Von der Verschiebung betroffen sind rund 2.000 Hettich-Mitarbeiter, von denen mindestens 90 Prozent dem Vorschlag zugestimmt haben. Durch den Aufschub der Gehaltserhöhung erhofft sich das Unternehmen eine Ersparnis in Höhe mehrerer Millionen Euro. Die IG Metall kritisierte den Schritt jedoch scharf und wirft dem Unternehmen vor, die Belegschaft unzumutbar unter Druck zu setzen.

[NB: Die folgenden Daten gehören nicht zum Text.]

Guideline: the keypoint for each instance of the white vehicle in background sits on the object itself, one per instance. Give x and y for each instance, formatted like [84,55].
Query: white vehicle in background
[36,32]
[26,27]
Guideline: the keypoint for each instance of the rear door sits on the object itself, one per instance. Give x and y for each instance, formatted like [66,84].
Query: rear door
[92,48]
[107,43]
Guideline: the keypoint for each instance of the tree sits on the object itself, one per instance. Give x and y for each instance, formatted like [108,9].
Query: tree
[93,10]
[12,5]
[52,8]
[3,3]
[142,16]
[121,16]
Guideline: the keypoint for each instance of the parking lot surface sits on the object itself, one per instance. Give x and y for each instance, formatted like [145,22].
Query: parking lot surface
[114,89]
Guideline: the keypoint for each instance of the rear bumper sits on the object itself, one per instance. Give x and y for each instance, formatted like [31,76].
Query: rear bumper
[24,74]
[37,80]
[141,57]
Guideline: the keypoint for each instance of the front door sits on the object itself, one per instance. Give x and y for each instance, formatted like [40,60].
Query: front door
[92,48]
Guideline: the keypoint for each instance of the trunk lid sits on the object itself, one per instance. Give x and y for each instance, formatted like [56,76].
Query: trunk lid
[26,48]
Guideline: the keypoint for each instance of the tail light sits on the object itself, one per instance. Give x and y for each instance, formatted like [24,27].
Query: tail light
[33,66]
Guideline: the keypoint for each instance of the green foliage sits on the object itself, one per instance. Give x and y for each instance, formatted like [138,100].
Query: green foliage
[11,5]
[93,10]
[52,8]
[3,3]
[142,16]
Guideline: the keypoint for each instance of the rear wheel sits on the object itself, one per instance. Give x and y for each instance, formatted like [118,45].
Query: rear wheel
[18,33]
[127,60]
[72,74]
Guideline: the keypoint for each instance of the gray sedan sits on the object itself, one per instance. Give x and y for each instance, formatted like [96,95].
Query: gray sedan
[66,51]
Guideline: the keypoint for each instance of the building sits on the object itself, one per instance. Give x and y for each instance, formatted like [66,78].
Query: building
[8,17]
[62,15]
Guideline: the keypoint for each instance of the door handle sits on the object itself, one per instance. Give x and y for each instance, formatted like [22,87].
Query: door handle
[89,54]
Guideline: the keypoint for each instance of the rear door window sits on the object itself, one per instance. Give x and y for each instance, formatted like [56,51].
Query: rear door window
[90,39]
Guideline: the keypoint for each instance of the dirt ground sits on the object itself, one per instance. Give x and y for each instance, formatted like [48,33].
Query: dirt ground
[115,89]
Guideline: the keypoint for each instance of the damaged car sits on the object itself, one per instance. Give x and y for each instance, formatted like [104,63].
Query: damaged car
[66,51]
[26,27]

Hettich wies die Vorwürfe zurück. Das Unternehmen betonte, es habe vollständige Transparenz geboten und den Mitarbeitern eine individuelle Entscheidung ermöglicht. Die Lohnpause gilt für die nächsten zwölf Monate. Die betroffenen Arbeitnehmer werden dadurch mehr als 1.000 Euro weniger verdienen. Gleichzeitig strebt Hettich an, seine Finanzen inmitten der anhaltenden Branchenkrise zu stabilisieren.